I'm having a really hard time understanding the Second Algorithm to the Readers-Writers problem. I understand the general concept, that the writers will get priority over the readers (readers can starve). I even understand the conditional variable implementation of this algorithm Reader/Writer Locks in C++. However, the semaphore & mutex implementation makes no sense to me. This is an example from Wikipedia:

int readcount, writecount; (initial value = 0)
semaphore mutex 1, mutex 2, mutex 3, w, r ; (initial value = 1)

READER
  P(mutex 3);
    P(r);
      P(mutex 1);
        readcount := readcount + 1;
        if readcount = 1 then P(w);
      V(mutex 1);
    V(r);
  V(mutex 3);

  reading is done

  P(mutex 1);
    readcount := readcount - 1;
    if readcount = 0 then V(w);
  V(mutex 1);


WRITER
    P(mutex 2);
      writecount := writecount + 1;
      if writecount = 1 then P(r);
    V(mutex 2);

  P(w);
    writing is performed
  V(w);

  P(mutex 2);
    writecount := writecount - 1;
    if writecount = 0 then V(r);
  V(mutex 2);

[http://en.wikipedia.org/wiki/Readers-writers_problem][2]

I don't understand what the three semaphores (mutex 3, r, and mutex 1) are for in the reader lock. Isn't one semaphore enough for the readcount?

Answer 1

mutex 1 protects the readcount variable; mutext 2 protects writecount variable; mutex r protects the reading operations and mutext w protects the writing operations.

1) Let's suppose a writer comes in:

Signals mutex 2 and increments writercount to account for the extra writer (itself) Since it is the only process that can change writercount (as it is holding mutex 2), it can safely test whether it is the only writer (writercount==1), if true, it signals mutex r to protect readers from coming in -- other writers (writercount > 1) can enjoy the mutex rbeing signaled already.

The writer then signals mutex w to protect its changes from other (concurrent) writers.

Last writer (writecount==1) releases mutex r to let readers perform their tasks.

2) Let's suppose a reader comes in:

Signals mutex 3 to protect the readers' setup logic from other readers; then signals mutex r to protect from other writers (remember, r is signaled while writers are operating); then signals mutex 1 to protect readcount (from other readers that might be exiting) and if it is the first reader (readercount == 1), signals mutex w to protect from writers (now excludes writers from performing their operations).

Reading can be done parallel, so no protection is needed from other readers while reading (remember, mutex w is being held at this point, so no intereference from writers)

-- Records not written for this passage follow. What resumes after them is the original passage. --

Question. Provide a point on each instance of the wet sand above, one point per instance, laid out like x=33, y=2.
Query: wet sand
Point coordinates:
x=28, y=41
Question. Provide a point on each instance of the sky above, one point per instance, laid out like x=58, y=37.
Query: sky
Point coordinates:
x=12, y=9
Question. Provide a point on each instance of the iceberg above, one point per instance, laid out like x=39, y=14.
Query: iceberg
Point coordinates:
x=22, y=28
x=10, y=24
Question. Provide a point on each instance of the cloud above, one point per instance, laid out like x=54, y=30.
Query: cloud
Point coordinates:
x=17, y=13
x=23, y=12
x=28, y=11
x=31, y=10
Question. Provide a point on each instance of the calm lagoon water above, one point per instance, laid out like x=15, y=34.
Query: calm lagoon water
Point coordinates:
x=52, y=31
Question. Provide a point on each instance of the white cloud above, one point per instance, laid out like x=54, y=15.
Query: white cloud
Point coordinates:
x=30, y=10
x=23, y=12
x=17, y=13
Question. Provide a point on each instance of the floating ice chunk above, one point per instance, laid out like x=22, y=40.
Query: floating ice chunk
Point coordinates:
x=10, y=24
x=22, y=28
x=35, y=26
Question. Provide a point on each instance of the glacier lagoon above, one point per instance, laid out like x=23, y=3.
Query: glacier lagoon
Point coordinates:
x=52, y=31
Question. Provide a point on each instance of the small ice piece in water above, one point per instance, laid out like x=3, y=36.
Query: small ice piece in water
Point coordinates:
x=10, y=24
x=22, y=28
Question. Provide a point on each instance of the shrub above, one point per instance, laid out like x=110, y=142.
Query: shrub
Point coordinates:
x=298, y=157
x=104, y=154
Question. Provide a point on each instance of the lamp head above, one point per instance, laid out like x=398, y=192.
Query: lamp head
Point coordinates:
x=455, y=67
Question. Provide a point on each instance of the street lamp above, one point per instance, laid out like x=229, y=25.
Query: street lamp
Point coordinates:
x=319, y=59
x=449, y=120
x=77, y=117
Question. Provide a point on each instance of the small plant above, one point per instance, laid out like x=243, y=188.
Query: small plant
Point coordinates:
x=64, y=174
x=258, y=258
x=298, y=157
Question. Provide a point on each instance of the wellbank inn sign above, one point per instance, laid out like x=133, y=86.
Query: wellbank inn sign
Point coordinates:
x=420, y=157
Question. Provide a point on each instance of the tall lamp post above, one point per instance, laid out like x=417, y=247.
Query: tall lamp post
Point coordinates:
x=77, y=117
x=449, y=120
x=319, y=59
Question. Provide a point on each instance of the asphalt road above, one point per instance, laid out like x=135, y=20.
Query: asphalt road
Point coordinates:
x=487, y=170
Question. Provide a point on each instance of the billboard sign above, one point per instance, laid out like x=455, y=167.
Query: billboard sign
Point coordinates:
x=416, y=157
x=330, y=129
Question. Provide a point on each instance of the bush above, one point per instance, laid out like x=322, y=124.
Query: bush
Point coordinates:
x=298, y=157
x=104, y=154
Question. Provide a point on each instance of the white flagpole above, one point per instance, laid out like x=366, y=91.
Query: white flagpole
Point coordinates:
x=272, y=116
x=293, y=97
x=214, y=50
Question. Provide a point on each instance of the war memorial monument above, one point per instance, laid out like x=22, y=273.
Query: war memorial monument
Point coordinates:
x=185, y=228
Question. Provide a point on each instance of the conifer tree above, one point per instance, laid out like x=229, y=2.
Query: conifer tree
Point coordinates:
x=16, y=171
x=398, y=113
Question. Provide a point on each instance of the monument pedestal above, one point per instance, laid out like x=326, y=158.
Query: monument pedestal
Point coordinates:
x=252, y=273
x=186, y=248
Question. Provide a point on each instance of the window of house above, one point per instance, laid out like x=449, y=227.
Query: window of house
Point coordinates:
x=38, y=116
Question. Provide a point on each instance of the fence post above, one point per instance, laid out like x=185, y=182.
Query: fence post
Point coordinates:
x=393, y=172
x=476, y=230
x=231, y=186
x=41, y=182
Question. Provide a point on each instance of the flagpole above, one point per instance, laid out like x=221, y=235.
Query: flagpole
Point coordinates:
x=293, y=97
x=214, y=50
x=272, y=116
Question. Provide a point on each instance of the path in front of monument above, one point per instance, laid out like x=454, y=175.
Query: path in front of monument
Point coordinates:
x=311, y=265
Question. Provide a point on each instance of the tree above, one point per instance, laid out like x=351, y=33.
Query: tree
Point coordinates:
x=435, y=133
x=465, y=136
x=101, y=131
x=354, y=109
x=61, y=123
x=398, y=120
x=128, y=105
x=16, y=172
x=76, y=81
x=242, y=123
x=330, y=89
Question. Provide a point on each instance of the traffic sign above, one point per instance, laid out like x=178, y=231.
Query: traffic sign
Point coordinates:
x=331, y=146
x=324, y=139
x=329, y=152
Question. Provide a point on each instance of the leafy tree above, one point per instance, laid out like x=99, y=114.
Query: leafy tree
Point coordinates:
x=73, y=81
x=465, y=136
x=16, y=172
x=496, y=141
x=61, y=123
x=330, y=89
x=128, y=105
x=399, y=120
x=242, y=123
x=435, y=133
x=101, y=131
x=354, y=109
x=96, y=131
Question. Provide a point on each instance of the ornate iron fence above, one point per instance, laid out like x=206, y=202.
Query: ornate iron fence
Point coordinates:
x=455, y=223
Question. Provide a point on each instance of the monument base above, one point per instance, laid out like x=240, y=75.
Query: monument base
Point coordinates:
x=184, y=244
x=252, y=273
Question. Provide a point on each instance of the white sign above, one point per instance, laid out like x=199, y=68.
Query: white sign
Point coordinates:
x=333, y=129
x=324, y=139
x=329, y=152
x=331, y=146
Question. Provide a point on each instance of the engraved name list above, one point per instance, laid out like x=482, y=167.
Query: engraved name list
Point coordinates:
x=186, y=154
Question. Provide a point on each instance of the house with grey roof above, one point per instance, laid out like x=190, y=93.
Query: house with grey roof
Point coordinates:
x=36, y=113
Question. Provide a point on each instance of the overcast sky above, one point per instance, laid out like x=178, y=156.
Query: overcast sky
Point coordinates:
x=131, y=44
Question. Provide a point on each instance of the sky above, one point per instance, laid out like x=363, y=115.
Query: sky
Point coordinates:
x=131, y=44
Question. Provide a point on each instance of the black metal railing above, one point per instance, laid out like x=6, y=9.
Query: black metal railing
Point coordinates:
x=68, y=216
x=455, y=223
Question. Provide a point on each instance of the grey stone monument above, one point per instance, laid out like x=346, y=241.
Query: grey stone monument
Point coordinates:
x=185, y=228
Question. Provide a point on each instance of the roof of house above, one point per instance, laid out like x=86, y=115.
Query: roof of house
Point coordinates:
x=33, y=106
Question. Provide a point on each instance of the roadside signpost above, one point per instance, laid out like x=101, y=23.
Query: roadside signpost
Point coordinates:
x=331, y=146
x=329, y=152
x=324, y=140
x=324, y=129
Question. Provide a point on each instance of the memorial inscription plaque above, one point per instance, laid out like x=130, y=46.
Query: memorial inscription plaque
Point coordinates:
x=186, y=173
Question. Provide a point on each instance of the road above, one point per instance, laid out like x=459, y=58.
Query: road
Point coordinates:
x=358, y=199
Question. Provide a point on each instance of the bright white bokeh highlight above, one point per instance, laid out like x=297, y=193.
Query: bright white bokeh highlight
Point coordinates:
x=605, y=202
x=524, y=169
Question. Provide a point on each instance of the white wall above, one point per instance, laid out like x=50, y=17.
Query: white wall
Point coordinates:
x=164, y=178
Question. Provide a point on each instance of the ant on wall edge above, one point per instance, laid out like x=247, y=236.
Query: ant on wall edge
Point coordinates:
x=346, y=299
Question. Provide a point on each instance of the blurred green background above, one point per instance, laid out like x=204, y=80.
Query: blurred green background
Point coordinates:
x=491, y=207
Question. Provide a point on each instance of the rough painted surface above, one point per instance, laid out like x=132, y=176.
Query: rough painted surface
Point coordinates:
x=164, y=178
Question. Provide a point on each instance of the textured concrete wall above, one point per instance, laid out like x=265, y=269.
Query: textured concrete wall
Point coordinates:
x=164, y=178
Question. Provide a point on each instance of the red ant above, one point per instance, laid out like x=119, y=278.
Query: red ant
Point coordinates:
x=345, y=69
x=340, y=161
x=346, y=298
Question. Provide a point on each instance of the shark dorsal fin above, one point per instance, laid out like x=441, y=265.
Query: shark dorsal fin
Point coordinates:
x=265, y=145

Then the last reader resets the write mutex (w) to allow writers.

---

The trick that prevents writer starvation is that writers pose as readers (when signaling mutex p), so have a good chance of getting scheduled even when there are many readers. Also, mutex 3 prevents too many readers from waiting on mutex r, so writers have a good chance to signal r when they come.

Answer 2

Have a look at Concurrent Control with "Readers" and "Writers" by P.J. Courtois, F. Heymans, and D.L. Parnas, which is the reference for the code at Wikipedia. It explains why are all the mutexes needed.